I really, really, really dislike religion in general and specific. But at the same time, that’s my value and choice and it should be up to the individual if they want to follow their fantasies the way they want to.
I’m of the opinion that laws that are perceived as specifically targeting Muslim communities is more likely to create terrorists than leaving people alone.
In that sense I’m generally against this. However, I agree with the public safety aspect of it --there are laws in most areas in the US against wearing masks in public, due in part to the KKK and other criminals. I’m down for that. But it doesn’t seem like that’s how they’re framing this argument at all.
“Over my dead body” is a little strong, but the general sentiment is close enough.

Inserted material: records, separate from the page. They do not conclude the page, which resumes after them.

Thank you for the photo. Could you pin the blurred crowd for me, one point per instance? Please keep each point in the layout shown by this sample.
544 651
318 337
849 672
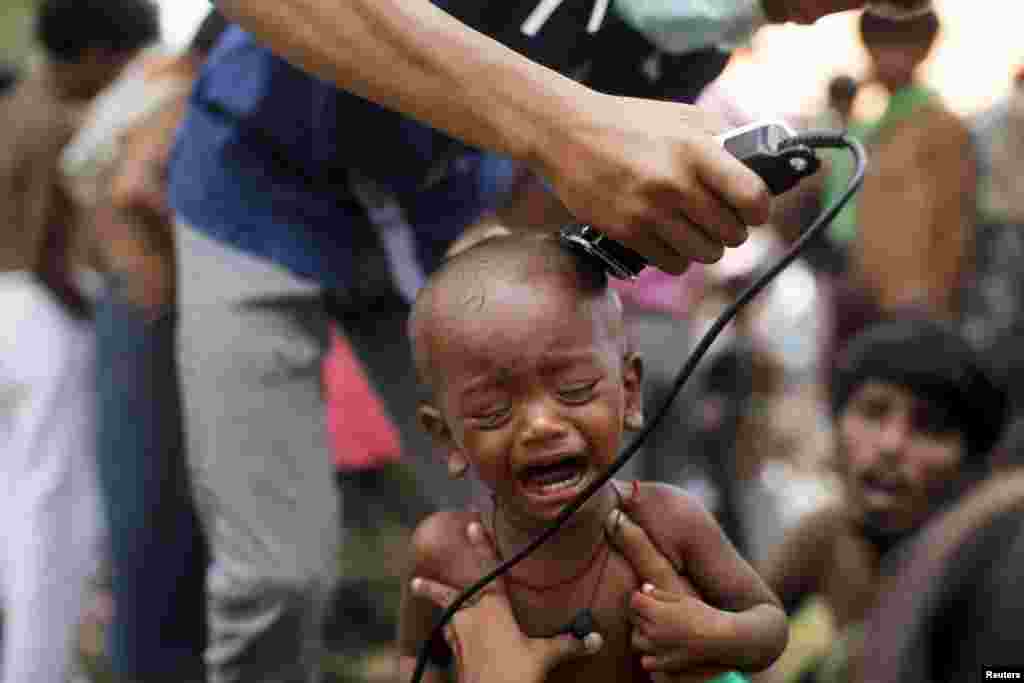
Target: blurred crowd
200 438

I don’t have any issues with requiring a temporary removing of veils for immediate security reasons. For example I’m fully on board for requiring it for photo I.D.'s or if a law enforcement officer requests it for some real reason ( like checking a photo I.D. ).
But a permanent ban raises a number of issues, including:
1.) Abridgement of religious freedom.
2.) Personal humiliation for those raised with them ( or have just chosen to wear them as adults ) who would be embarrassed to be in public without one.
3.) Backfiring by limiting the movement of women who might now be subject to greater confinement by zealous male relatives.
4.) Alienating and thereby possibly helping to radicalize the affected population ( this happened to the Shah ).
It is a requirement of Islam that both men and women dress “modestly”. That has often (although hardly unanimously) been interpreted to mean that women should cover their heads.
FWIW, Jews have similar strictures, which is why very Orthodox Jewish women of Eastern European extraction wear wigs. (This is a sort of Ashkenazi tradition. Very Orthodox Mizrachi women will often wear headscarves similar to those of Muslim women.)
ETA: For further clarification, women wearing the veil is an ancient Arab cultural idea of female modesty that has been exported to non-Arab Muslim country. AFAIK, there’s nothing in say, Malaysian or Turkish or Iranian culture that would view wearing veils as necessary for modesty, but it was absorbed into those cultures along with Islam.
I don’t agree with Muslim-predominant countries requiring women to wear burka/hijab; and I don’t agree with laws banning them either. Respect women enough to let us decide what the hell we want to wear.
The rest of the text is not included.